In quarterly earnings reports released this week, Meta and Qualcomm disclosed saving $8 billion and $5.7 billion respectively from the Trump administration’s recent regulations weakening a 2022 tax provision intended to reduce corporate tax avoidance. While also confirming their skyrocketing revenues and profits, both companies acknowledge that they will save billions because of the Trump administration’s weakening of the Corporate Alternative Minimum Tax (CAMT). Meta and Qualcomm are just two of the corporations that will benefit from this corporate tax cut provided unilaterally by the Trump Treasury Department.

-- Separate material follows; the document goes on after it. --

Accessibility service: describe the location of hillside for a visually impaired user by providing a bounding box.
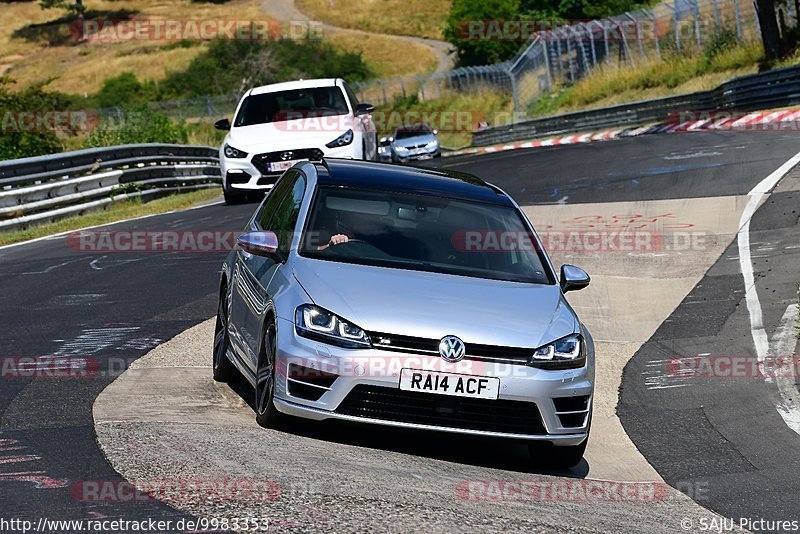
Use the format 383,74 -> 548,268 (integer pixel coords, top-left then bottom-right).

Months earlier, both companies had complained that the tax breaks provided to them by the so-called “One Big Beautiful Bill Act” (OBBBA) were not quite as large as they expected because some were limited by the CAMT, which is a backstop tax meant to ensure companies pay at least a minimum amount of tax. Of course, Republican lawmakers who drafted OBBBA could have included provisions amending the CAMT so that it would not limit whatever tax breaks they wished to bestow on corporations. Either they wanted to avoid increasing the official revenue cost of OBBBA, or they knew how unpopular corporate tax cuts are, or they were just incompetent in drafting their legislation, but either way the result was that corporations that had backed OBBBA eventually realized that it would not benefit them quite as much as they expected.
This was, as we noted at the time, precisely what CAMT was designed to do: ensure that no matter how many tax breaks a profligate Congress chose to create, the very largest companies should have to pay at least a token amount of tax in profitable years. It may have also reflected Congressional intent: if lawmakers had wanted to allow R&D expensing to apply to CAMT, they would have done so. (This is certainly an option lawmakers were aware of, since Congress went out of its way to give oil companies a special new CAMT exemption in last year’s law.)
But the Trump administration, displeased with the amount of corporate tax cuts Congress had enacted last year, decided that the very biggest tech companies needed more. So they issued regulations that simply rewrote the tax laws by allowing R&D expensing to reduce CAMT. Even conservative analysts lately have acknowledged that Trump’s Treasury Department “has clearly been enacting unlegislated tax cuts.”
By fast-tracking this unauthorized regulatory tax giveaway, the Trump administration is sending a clear signal about who they believe is most deserving of tax cuts—as if such a signal was needed after last year’s top-heavy tax cuts for corporations and the wealthiest Americans. CAMT only applies to companies whose average profits exceed $1 billion a year over a three-year period, a ludicrously high bar that exempts all but a handful of the biggest corporations in America. So only companies living in the economic stratosphere can see even a dime’s worth of tax breaks from the new Treasury tax cuts.
President Trump has repeatedly pooh-poohed voter concerns over the rising cost of living, calling affordability issues a “hoax.” But the administration appears to believe that at least one of its constituencies, the tiny cadre of tech corporations that enjoy over $1 billion of profits each year, are facing an affordability crisis of their own. How else to explain the Trump administration’s casual willingness to rewrite the tax laws in defiance of Congress?